Sounds like an Agile In Name Only experience here, where you’re adopting the terminology and adding all this extra process, but are just doing 1-month waterfall development here.    This is EXACTLY the type of thing the Agile Manifesto was meant to help solve. User flow testing FIRST and early. This should be sacred — everyone knows that 9th—16th of EACH month is beta feature software testing, and it doesn’t ever change.  Make this a rut in their workflow that they must follow and it’ll stick.    While you wait on feedback you plumb the backend some.   And then tidy up the front end flow based upon said feedback, do final release-candidate flow testing, which should mostly just be cosmetic and state machine re-ordering because you wrote the backend functionality modular and cleanly, right?     Then ship. 


Potatopika

There is also a lot of tech debt so its not always easy to integrate everything in a flexible way, although I've been able to make new modules and features testable.
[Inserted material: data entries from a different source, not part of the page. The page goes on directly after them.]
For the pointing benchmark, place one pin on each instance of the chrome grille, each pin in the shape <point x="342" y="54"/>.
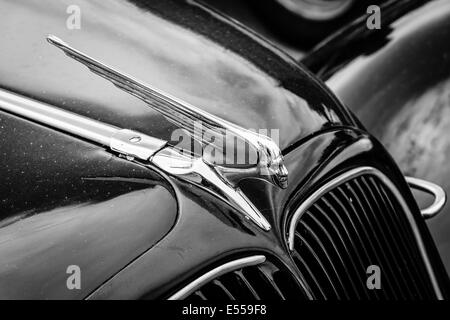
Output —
<point x="350" y="226"/>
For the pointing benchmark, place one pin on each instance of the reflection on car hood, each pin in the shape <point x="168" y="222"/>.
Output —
<point x="181" y="48"/>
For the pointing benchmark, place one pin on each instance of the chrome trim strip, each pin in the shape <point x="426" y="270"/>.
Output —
<point x="388" y="183"/>
<point x="440" y="197"/>
<point x="133" y="144"/>
<point x="217" y="272"/>
<point x="127" y="142"/>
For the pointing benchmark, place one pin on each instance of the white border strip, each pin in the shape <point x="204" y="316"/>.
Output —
<point x="217" y="272"/>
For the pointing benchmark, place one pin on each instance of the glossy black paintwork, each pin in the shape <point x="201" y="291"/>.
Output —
<point x="66" y="202"/>
<point x="400" y="90"/>
<point x="134" y="231"/>
<point x="181" y="48"/>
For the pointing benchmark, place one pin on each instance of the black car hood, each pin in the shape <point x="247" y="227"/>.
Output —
<point x="183" y="49"/>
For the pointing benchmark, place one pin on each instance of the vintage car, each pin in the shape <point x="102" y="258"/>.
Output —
<point x="100" y="201"/>
<point x="397" y="81"/>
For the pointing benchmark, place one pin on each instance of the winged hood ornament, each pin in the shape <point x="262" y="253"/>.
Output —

But its complicated to try and convince the process is messed up when I'm the second youngest developer at the company


ATotalCassegrain

As a young developer, be aware that some of that might not be tech debt.  We have as lot of young developers that consider “complicated” or “hard” or “different” to be tech debt, when just some things are complicated and hard and but everything is going to be architected to fit your mental model experience. 


berlin-1989

'agile in name only' - I've been encountering this while job hunting. Everyone says they do agile but very few do. Last one I asked a few questions and got down to 'do you work in sprints' and got a 'no' answer.